日銀がこれまでのマイナス金利を解除して、普通の金利がある状況へと舵を切る事を決められました。事前に報道もされていた事ではあるのであまりビックリする事ではありませんでしたけどね。
大企業を中心に利益を充分に確保できている企業では賃上げもでき、借り入れしなくても企業運営が出来る為、金利が上がったところで借り入れしないでも運営できますし、貸出して金利が得れる状況というのは収益が安定して得れるところには歓迎という所でしょうか?
問題は中小零細企業を中心とした利益は少なく、トントンという程度の会社でしたら入金・支払いのタイミングによっては借り入れして一時的な支払いに対応しなければいけないような会社というのは利上げが借入金利が増えるので経営を圧迫しかねず困った事態も想定されます。
私の企業の際のお金計画にも影響を与えるところであって、最初の3か月では借り入れしないとやっていく事が難しい事が現状で判明しています。

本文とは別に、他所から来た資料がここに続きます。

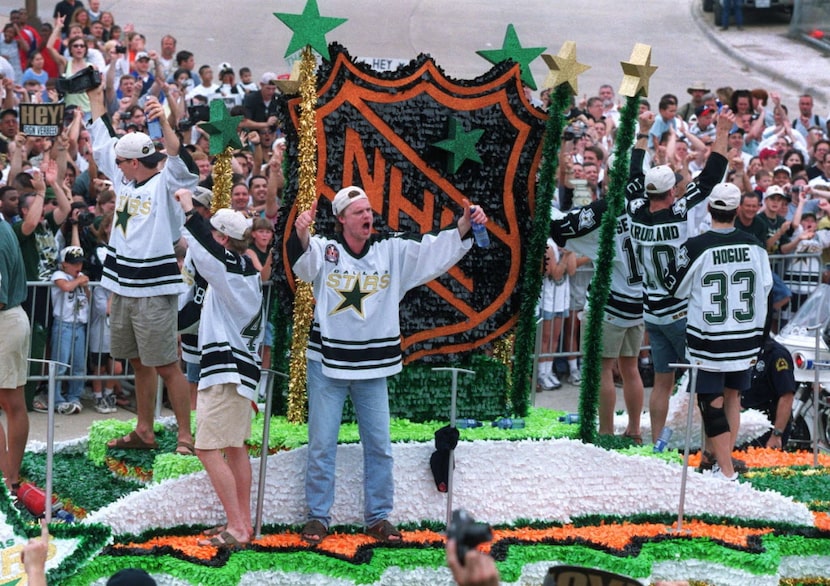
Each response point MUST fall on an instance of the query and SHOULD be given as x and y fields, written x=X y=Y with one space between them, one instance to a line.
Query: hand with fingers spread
x=304 y=222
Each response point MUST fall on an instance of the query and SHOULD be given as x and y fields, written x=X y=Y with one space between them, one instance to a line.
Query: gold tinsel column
x=306 y=194
x=222 y=179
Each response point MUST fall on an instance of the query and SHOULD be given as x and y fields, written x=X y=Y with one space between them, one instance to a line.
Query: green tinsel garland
x=532 y=281
x=601 y=283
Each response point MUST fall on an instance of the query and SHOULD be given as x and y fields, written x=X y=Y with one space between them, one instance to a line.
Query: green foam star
x=222 y=128
x=460 y=144
x=512 y=49
x=309 y=29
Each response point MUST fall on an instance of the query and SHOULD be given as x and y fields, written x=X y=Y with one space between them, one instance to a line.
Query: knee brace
x=714 y=418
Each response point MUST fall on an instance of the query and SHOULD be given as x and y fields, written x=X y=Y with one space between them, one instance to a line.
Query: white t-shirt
x=69 y=306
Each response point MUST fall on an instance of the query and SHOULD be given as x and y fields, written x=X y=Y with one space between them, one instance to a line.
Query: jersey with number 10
x=727 y=279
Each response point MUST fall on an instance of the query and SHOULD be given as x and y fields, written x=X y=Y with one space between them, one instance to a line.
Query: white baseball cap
x=725 y=196
x=230 y=223
x=345 y=197
x=137 y=145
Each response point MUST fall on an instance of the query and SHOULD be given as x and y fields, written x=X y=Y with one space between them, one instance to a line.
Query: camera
x=198 y=113
x=467 y=533
x=86 y=78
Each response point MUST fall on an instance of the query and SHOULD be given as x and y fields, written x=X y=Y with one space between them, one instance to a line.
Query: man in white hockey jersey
x=359 y=279
x=725 y=275
x=230 y=332
x=140 y=268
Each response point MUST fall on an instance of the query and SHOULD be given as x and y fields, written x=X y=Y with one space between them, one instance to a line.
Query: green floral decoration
x=601 y=282
x=526 y=329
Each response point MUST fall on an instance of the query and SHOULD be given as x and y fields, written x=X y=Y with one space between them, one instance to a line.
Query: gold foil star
x=291 y=85
x=637 y=71
x=564 y=68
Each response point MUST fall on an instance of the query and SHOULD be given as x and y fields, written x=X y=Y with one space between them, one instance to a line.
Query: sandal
x=213 y=531
x=384 y=531
x=185 y=448
x=224 y=540
x=314 y=532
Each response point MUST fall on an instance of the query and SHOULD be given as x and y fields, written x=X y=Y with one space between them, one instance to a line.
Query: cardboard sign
x=41 y=119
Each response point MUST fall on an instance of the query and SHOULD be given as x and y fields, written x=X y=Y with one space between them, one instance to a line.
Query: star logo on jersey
x=352 y=299
x=587 y=219
x=682 y=258
x=122 y=218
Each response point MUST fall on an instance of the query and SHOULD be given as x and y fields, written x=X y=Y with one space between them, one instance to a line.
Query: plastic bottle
x=480 y=234
x=154 y=129
x=663 y=440
x=508 y=423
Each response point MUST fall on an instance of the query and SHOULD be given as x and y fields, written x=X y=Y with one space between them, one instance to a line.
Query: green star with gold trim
x=512 y=49
x=353 y=299
x=309 y=29
x=460 y=144
x=222 y=128
x=122 y=218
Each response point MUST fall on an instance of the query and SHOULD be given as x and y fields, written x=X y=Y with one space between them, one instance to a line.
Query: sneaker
x=65 y=408
x=718 y=473
x=102 y=405
x=40 y=403
x=70 y=407
x=543 y=383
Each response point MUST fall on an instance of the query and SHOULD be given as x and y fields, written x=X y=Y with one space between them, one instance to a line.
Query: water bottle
x=508 y=423
x=65 y=516
x=480 y=234
x=154 y=129
x=663 y=440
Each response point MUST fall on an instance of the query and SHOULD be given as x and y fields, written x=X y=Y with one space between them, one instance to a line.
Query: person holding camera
x=76 y=63
x=140 y=268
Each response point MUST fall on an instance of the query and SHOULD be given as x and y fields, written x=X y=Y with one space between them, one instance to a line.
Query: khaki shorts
x=223 y=418
x=616 y=340
x=144 y=328
x=14 y=347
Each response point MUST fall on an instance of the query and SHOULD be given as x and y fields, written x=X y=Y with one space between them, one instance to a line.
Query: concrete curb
x=820 y=95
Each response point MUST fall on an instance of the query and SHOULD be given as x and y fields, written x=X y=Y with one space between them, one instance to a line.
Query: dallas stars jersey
x=140 y=260
x=658 y=235
x=356 y=332
x=727 y=278
x=580 y=229
x=231 y=327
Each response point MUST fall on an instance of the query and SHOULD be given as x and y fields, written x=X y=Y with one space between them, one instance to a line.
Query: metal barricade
x=96 y=365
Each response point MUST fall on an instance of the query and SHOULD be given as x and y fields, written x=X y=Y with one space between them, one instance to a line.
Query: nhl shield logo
x=420 y=144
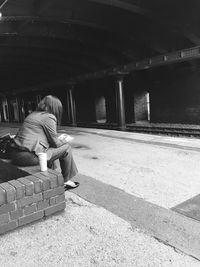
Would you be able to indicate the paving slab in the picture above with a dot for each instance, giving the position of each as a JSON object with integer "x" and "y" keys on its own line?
{"x": 86, "y": 235}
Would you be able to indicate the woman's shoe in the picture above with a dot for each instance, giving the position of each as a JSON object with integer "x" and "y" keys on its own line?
{"x": 71, "y": 185}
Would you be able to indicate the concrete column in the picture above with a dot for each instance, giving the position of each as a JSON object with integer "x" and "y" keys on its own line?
{"x": 120, "y": 103}
{"x": 72, "y": 107}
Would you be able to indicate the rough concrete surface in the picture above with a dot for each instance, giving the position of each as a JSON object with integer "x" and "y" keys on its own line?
{"x": 165, "y": 176}
{"x": 86, "y": 235}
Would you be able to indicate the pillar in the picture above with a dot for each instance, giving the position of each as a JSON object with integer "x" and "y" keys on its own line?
{"x": 120, "y": 102}
{"x": 72, "y": 107}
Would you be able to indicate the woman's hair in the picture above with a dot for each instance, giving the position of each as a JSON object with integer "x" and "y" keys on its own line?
{"x": 53, "y": 105}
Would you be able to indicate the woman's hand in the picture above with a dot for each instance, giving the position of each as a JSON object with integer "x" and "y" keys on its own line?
{"x": 66, "y": 137}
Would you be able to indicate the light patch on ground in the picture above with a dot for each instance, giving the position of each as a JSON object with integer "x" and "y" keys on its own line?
{"x": 86, "y": 235}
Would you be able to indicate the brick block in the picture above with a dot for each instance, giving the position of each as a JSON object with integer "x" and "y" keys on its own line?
{"x": 37, "y": 183}
{"x": 52, "y": 178}
{"x": 10, "y": 192}
{"x": 30, "y": 209}
{"x": 29, "y": 186}
{"x": 54, "y": 209}
{"x": 4, "y": 218}
{"x": 45, "y": 181}
{"x": 43, "y": 204}
{"x": 14, "y": 215}
{"x": 19, "y": 187}
{"x": 7, "y": 208}
{"x": 53, "y": 192}
{"x": 29, "y": 200}
{"x": 8, "y": 227}
{"x": 31, "y": 217}
{"x": 57, "y": 199}
{"x": 59, "y": 177}
{"x": 2, "y": 196}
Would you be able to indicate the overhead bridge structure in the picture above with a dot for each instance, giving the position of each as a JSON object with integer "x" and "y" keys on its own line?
{"x": 111, "y": 62}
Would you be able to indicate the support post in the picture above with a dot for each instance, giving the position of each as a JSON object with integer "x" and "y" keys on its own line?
{"x": 120, "y": 102}
{"x": 72, "y": 106}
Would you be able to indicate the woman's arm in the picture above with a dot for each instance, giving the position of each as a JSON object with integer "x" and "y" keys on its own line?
{"x": 50, "y": 129}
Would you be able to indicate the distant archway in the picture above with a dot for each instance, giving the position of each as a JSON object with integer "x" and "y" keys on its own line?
{"x": 100, "y": 107}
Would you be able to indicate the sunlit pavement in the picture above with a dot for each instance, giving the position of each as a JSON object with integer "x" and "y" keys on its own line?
{"x": 160, "y": 171}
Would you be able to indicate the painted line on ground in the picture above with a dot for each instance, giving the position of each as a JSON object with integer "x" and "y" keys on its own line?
{"x": 148, "y": 142}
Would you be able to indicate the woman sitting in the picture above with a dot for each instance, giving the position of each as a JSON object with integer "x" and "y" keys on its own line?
{"x": 39, "y": 134}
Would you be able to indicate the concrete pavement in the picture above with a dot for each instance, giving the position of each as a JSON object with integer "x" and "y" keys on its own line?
{"x": 89, "y": 235}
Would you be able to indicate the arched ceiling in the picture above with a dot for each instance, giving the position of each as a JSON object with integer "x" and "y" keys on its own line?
{"x": 43, "y": 41}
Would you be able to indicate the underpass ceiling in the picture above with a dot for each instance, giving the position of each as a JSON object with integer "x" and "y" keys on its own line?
{"x": 48, "y": 40}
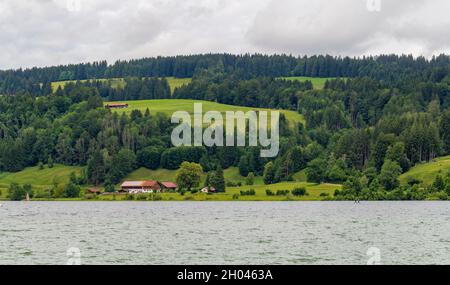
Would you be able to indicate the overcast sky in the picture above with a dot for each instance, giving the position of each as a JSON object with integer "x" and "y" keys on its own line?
{"x": 50, "y": 32}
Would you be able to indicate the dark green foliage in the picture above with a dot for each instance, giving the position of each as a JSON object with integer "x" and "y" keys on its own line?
{"x": 316, "y": 171}
{"x": 299, "y": 191}
{"x": 250, "y": 192}
{"x": 389, "y": 175}
{"x": 19, "y": 193}
{"x": 149, "y": 157}
{"x": 217, "y": 179}
{"x": 173, "y": 157}
{"x": 269, "y": 173}
{"x": 71, "y": 190}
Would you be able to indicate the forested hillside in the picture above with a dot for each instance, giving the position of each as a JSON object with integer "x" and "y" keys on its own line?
{"x": 387, "y": 114}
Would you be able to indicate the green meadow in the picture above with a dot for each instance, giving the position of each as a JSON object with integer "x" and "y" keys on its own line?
{"x": 38, "y": 178}
{"x": 317, "y": 82}
{"x": 427, "y": 172}
{"x": 59, "y": 174}
{"x": 169, "y": 106}
{"x": 120, "y": 82}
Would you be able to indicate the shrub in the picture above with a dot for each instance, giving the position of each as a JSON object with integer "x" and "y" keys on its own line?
{"x": 89, "y": 196}
{"x": 141, "y": 197}
{"x": 299, "y": 191}
{"x": 250, "y": 180}
{"x": 71, "y": 190}
{"x": 250, "y": 192}
{"x": 282, "y": 192}
{"x": 413, "y": 181}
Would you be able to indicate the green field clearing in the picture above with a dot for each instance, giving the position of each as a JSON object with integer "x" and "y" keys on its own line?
{"x": 427, "y": 172}
{"x": 230, "y": 174}
{"x": 39, "y": 178}
{"x": 170, "y": 106}
{"x": 120, "y": 82}
{"x": 318, "y": 83}
{"x": 314, "y": 193}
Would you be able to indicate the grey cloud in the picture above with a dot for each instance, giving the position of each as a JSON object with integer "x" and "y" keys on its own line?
{"x": 46, "y": 32}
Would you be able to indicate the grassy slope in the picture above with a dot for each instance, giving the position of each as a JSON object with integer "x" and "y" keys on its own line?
{"x": 39, "y": 178}
{"x": 427, "y": 172}
{"x": 169, "y": 106}
{"x": 232, "y": 174}
{"x": 120, "y": 82}
{"x": 317, "y": 82}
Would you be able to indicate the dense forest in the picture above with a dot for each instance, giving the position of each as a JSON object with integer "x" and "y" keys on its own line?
{"x": 375, "y": 120}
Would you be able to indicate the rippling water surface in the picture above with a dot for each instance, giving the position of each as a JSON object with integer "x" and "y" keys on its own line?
{"x": 225, "y": 232}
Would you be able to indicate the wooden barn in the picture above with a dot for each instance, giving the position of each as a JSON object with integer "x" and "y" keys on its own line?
{"x": 148, "y": 186}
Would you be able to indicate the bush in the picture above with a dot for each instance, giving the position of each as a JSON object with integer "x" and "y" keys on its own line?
{"x": 71, "y": 191}
{"x": 16, "y": 192}
{"x": 250, "y": 180}
{"x": 282, "y": 192}
{"x": 299, "y": 191}
{"x": 413, "y": 181}
{"x": 250, "y": 192}
{"x": 89, "y": 196}
{"x": 129, "y": 197}
{"x": 154, "y": 197}
{"x": 141, "y": 197}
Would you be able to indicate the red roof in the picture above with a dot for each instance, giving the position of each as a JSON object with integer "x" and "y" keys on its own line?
{"x": 149, "y": 183}
{"x": 169, "y": 184}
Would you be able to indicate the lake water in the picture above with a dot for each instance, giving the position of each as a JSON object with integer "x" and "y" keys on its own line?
{"x": 225, "y": 232}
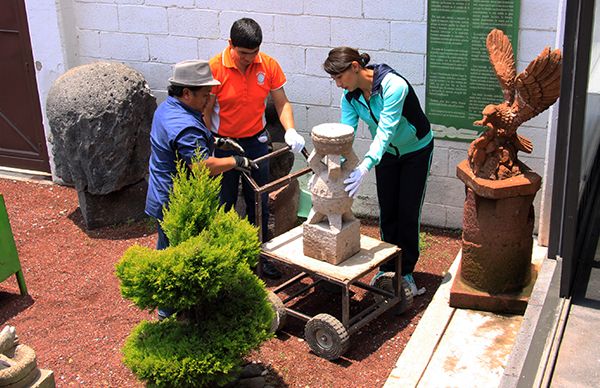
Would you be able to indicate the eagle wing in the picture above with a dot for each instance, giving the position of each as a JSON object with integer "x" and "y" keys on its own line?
{"x": 538, "y": 86}
{"x": 503, "y": 61}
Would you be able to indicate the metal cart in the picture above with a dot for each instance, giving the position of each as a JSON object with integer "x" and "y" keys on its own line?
{"x": 325, "y": 334}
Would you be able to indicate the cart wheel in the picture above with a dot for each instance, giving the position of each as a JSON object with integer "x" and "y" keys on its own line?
{"x": 326, "y": 336}
{"x": 279, "y": 310}
{"x": 386, "y": 283}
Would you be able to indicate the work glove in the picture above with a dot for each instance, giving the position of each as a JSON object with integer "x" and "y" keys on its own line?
{"x": 355, "y": 179}
{"x": 242, "y": 163}
{"x": 294, "y": 140}
{"x": 227, "y": 144}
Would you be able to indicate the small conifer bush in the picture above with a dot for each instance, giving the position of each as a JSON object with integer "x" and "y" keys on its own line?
{"x": 223, "y": 309}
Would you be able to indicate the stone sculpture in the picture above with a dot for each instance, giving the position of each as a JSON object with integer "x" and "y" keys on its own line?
{"x": 331, "y": 232}
{"x": 494, "y": 154}
{"x": 18, "y": 363}
{"x": 498, "y": 219}
{"x": 100, "y": 116}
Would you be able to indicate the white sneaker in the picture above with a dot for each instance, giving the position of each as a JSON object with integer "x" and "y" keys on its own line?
{"x": 413, "y": 286}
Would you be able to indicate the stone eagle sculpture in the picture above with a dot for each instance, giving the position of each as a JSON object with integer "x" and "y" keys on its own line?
{"x": 493, "y": 155}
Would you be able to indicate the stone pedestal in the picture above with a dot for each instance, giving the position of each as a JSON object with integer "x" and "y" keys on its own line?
{"x": 320, "y": 242}
{"x": 497, "y": 242}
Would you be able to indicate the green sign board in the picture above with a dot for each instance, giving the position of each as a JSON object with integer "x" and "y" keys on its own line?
{"x": 460, "y": 79}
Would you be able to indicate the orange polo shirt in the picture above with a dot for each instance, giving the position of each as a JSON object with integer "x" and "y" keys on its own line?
{"x": 239, "y": 109}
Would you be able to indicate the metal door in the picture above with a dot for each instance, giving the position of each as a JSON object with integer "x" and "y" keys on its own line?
{"x": 22, "y": 140}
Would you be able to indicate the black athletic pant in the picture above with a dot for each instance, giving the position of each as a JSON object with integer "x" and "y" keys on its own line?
{"x": 401, "y": 183}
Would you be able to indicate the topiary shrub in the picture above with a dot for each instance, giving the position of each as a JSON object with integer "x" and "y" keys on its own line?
{"x": 207, "y": 278}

身内借り入れで乗り切れる計画ですが、どんどん金利が上がっていく展開になると身内も預けてしまって貸せないという事になるでしょうし、金融機関からの借り入れすると金利が高くなると利益を圧迫するので利上げが続く前には動きたいところですよね。
そもそも銀行というのは預金した人のお金を他の人に貸して、その利ザヤを稼ぎとするのが銀行の元です。
「金利1%つけるから1億預けて~」って預かったお金を「金利3%で1億貸してあげるよ」とし、差額の200万円が利益というやつですね。
今では保険を販売したり様々な事業をし他の部分でも利益を出していますが、その大半が「多くの人から集めたお金を一部の困った人に支給する」という保険的な役割を果たす商品が多いですね。仕組みとしては年金のイメージが近いものが多いのかもしれませんね。
利上げは個人でも影響し、お金が余るほどある人にとっては利上げされても影響はほとんど無し。あるとすれば海外投資をしている時の対象国との金利差での為替リスクで利益が減っちゃったり増えちゃったりという部分くらいでしょうか。
問題はお金のない一般的な庶民。車を買うにも家を買うにも借り入れしないと買えない場合、金利が上がる事によって返済しないといけない金額が増えてしまう事になります。
物価上昇すれば金利が上がっていくというのはこの部分で、物価が上がっている途中は金利以上に賃金が上がる。賃金が上がる率より利上げ率が低ければトータル的に返済額が増えたわけでは無いという事になるよねってのが今回の利上げの本質。
理屈上はマイナス金利時代には100万借りていても返済は100万以下でいいよ。100万預けても100万以下になっちゃうよって事でした。
新たに事業を始めたり、借り入れして事業を回したい会社にとっては、事業規模以上に借り入れても返済額が変わらないでいいためにレバレッジを掛けて事業拡大という事が可能でした。
極端な話、2020年の夏以降株価はず~っと上昇していたので、そのタイミングでゼロゼロ融資でマックス借り入れて全額株式投資、現在全部決済して現金化しても2倍以上に増え、融資分を返済しても借り入れた金額より多くのお金が手元に残るというとんでもない時代でした。
実際コロナのタイミングでは「自分で事業してたらゼロゼロ融資で借りたいね~」なんて会社で話していました。株価がひたすら下がっているタイミングでも「1万5000円くらいのタイミングに来たら全力で買いたいね~」とかいう話も。
ど素人でもこんな話をしているような時代だったので良かったですが、これから先は見通しが今まで通りには通用しそうになりません。
まだまだ金融緩和状態が続きはしますが、方向転換が見て取れた場面ですので世界情勢も含めた状況観察しながら投資も投機も事業運営も独立起業も考えていかないといけないですね。
私が不安なのは住宅金利がどれだけ上がっていくかがキーポイントですね。このお話はまた書いてみます。